15 Temmuz hain darbe girişiminin yıldönümünde FETÖ ile mücadele sürerken ABD’nin koruma altına aldığı Gülen maşası hala daha faaliyetini sürdürmekte.
Türkiye’nin yurtiçi ve yurtdışı girişimlerinde her ne kadar bazı ülkelerde sonuç alsa da ABD ve Almanya Türkiye’nin savlarına inanmamaya devam etmekte.
Hal böyle olunca akıllara bazı perde arkası ilişkilerin olduğu geliyor.

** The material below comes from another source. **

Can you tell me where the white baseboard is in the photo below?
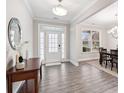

Gülen eksenli bir örgütün bu kadar yayılması ve ülkelerde paralel devlet kurması haliyle kolay değil. Tek başına olacak bir şey de değil.
Muhakkak bazı güçlerin yardımı şart… ABD istiharatı CIA’in FETÖ’nün arkasında olduğu gerçeğini biliyorken son zamanlarda Amerikalı araştırmacı ve avukatlar tarafından da aşikar ediliyor.
CIA, Amerika’nın Yeni Dünya Düzeni politikaları istikametinde, milli devletleri dönüştürme ve radikal grupları temizleme, küresel politikalara aykırı olan ülke liderlerini legal-illegal siyasal eylemlerle saha dışına alma, önemli ülkeleri Yeni Dünya Düzeni sistemini bozmayacak liderlerle yöneltme merkezli faaliyet yürüten bir yapılanmadır
CIA-Amerika’nın Yeni Dünya Düzeni için hedef ülkelere yönelik çalışma stratejisi ise FETÖ’nün ülkelerde nasıl yerleştiğini gösteriyor.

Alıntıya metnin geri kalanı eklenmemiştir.